When Chauntecleer spots this daun Russell (line 3,334), the fox plays to his prey's inflated ego and overcomes the cock's instinct to escape by insisting he would love to hear Chauntecleer crow just as his amazing father did, standing on tiptoe with neck outstretched and eyes closed. When the cock does so, he is promptly snatched from the yard in the fox's jaws and slung over his back. As the fox flees through the forest, with the entire barnyard giving chase, the captured Chauntecleer suggests that he should pause to tell his pursuers to give up. The predator's own pride is now his undoing: as the fox opens his mouth to taunt his pursuers, Chauntecleer escapes from his jaws and flies into the nearest tree. The fox tries in vain to convince the wary rooster of his repentance; it now prefers the safety of the tree and refuses to fall for the same trick a second time.

The Nun's Priest is characterised by the way that he elaborates his slender tale with epic parallels drawn from ancient history and chivalry, giving a display of learning which, in the context of the story and its cast, can only be comic and ironic. But in contrast, the description of the poor widow and the chicken yard of her country cottage with which the tale opens is true to life and has been quoted as authentic in discussions of the living conditions of the mediaeval peasant. By way of conclusion, the Nun's Priest goes on to reconcile the sophistication of his courtly performance with the simplicity of the tale within the framing narrative by admonishing the audience to be careful of reckless decisions and of truste on flaterye.

==Adaptations==
Robert Henryson used Chaucer's tale as a source for his Taill of Schir Chanticleir and the Foxe, the third poem in his Morall Fabillis of Esope the Phrygian, composed in or around the 1480s. Later, the poet John Dryden adapted the tale into more comprehensible modern language under the title of The Cock and the Fox (1700). In 2007, the playwright Dougie Blaxland wrote a comic verse play Chauntecleer and Pertelotte, roughly based on the Nun's Priest's Tale.

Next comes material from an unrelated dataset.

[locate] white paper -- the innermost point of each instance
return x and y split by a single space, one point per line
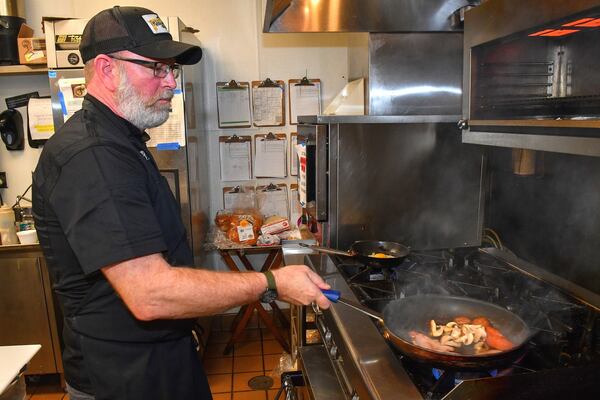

Barbara Cooney's adaptation for children with her own illustrations, Chanticleer and the Fox, won the Caldecott Medal in 1959. Another illustrated edition of the tale won the 1992 Kerlan Award. This was Chanticleer and the Fox – A Chaucerian Tale (1991), written by Fulton Roberts with Marc Davis' drawings for a Disney cartoon that was never completed.

Among musical settings have been Gordon Jacob's The Nun's Priest's Tale (1951) and the similarly titled choral setting by Ross Lee Finney. Another American adaptation was Seymour Barab's comic opera Chanticleer. In the UK Michael Hurd set the tale as Rooster Rag, a pop cantata for children (1976).

A full-length musical stage adaptation of The Canterbury Tales, composed of the Prologue, Epilogue, The Nun's Priest's Tale, and four other tales, was presented at the Phoenix Theatre, London on 21 March 1968, with music by Richard Hill and John Hawkins, lyrics by Nevill Coghill, and original concept, book, and direction by Martin Starkie. The Nun's Priest's Tale section was excluded from the original 1969 Broadway production, though reinstated in the 1970 U.S. tour.